Yes, always suspicious. I mean the GDPR is not that complicated really, unless you really want to do personalized tracking
I think one of the least wise things a person (or company) can do when faced with any law is to assume that it's "not complicated really."
Much, much wiser to assume "there be dragons" and only engage once qualified legal counsel has helped you understand what compliance means to you.
And along these lines... The second least wise thing to do in this scenario is listen to randos in a forum like this tell you, "but all you have to do to comply is..."
The problem with thinking like yours is that legislation like GDPR is _really_ made to be simple and straightforward, but since companies whose livelihood depends on them abusing your privacy will fight it tooth and claw, they will gladly make it look like it's more complicated and insurmountable than it really is. They will also devise ways to comply in such ways that's most cumbersome for the end user and will readily blame GDPR for it.
To devise such a way to comply, they definitely need a large and expensive legal department.
The privacy abusers are much like trolls on the internet who, upon seeing a code of conduct (previously known as "rules") consisting of only "don't be a dick", will spawn endless arguments about what a "dick" is and how it is or is not inappropriate word, what does it really mean to be one, or, indeed, to be, question the use of the indefinite article, and complain about "don't" being too assertive and arrogant.
> ...they will gladly make it look like it's more complicated and insurmountable than it really is
There are non-malicious explanations for the same pattern of behavior at large organizations - the motivation (malice or not-malice) that seems correct is a Rorschach test.
If I accidentally log IP addresses for EU users that opted out on some throw-away experimental page on my site, Brussels would never find out. If Google does it, it not only has to report the incident, but will most likely be fined. In order to avoid this outcome, they have internal review processes which makes ot "complicated and insurmountable", because how do you justify investing many hours of dozens of lawyers and technical reviewers time for a frivolous, niche AI demo?
Ok... Let's assume this is true (which I'll reiterate, that I contend assuming so is foolish). What happens when courts have interpretations of this "simple law?" Do the courts make an effort to keep things simple and in plain language? Or do lawyers and bureaucrats do what they can to drive unintuitive interpretations, but favorable to their cause, of otherwise plain language? Are European laws such as this subject to the interpretive lens of case law? If so, the best intentions of legislators may only be secondary relative to the actual rulings and unintended consequence of their laws. The problem with thinking like yours is that it dismisses all of this messy reality in favor maintaining the idealism that might have motivated public support of the law.

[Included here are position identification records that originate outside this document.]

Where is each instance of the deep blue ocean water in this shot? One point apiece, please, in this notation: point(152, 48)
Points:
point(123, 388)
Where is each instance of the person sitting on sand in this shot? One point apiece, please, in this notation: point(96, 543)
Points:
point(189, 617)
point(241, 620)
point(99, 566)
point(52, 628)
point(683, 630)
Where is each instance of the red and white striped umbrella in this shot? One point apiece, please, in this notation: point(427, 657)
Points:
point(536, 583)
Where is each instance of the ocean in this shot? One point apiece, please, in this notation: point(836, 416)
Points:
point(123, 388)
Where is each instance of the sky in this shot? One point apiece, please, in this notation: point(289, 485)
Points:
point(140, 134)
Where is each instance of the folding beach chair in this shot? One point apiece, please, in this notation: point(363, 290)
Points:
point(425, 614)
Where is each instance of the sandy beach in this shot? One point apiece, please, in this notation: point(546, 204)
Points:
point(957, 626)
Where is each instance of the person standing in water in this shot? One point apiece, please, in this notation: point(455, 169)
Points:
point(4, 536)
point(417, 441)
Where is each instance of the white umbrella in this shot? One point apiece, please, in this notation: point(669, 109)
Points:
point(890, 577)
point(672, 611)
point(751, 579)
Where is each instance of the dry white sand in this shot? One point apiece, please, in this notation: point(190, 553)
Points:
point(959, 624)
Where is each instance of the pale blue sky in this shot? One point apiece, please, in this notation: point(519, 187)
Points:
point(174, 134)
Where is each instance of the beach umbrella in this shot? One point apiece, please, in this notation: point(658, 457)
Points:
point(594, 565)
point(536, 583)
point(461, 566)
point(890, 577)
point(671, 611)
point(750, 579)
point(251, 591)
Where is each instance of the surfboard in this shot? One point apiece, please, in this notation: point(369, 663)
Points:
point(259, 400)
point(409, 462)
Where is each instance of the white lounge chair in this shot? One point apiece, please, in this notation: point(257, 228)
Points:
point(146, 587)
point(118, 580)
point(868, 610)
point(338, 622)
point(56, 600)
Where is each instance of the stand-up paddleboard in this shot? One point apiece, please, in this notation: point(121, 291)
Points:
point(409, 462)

Those that have to follow those laws need to care about the mess.
You should probably do some trivial research. No, there is no case law in most of Europe, for sure in none of EU.
Second that. GDPR actually made those aspects clear and never caused a headache during implementations I've seen or participated in (more like a checkbox on a list). When I see any complaints, then it's clear some iffy user sniffing is happening.
For an experimental project every extra requirement is annoying/slows down release. It’s completely reasonable that they don’t one to add more work before releasing to a large customer base that doesn’t need the extra work.
> I mean the GDPR is not that complicated really
Doesn't the EU also have an 'AI Act' that imposes additional rules, even when you're not tracking anyone?
And a lot of employers have legal teams who are extremely risk-averse, so even if it's obvious to you and me that rules about "deepfakes" don't apply to a tool for generating pictures of chess pieces made of cheese, doesn't mean legal will sign it off.
Not sure it is a GDPR issue – it isn't filtering my out on either mobile or the office connection. I'm in the UK, and despite brexit we are still (technically at least) covered by GDPR (there are some differences in UK-GDPR, and more will come, but IIRC they are not significantly substantive yet). Unless, perhaps, they are banking on our ICO being toothless so won't enforce anything.
From my experience helping my company with GDPR, IMO it's true that the principles of GDPR are straightforward. But there can be a fair amount of ambiguity in how certain parts are interpreted, so in practice if you're taking it seriously (which every company should), you'll want to loop in your lawyers. Then there are more and more conversations to make sure everybody understands what the company is doing and what their stance is on GDPR.
Sadly, GDPR is not a black-and-white (pun intended with the chess project) checklist with black-and-white checklist items.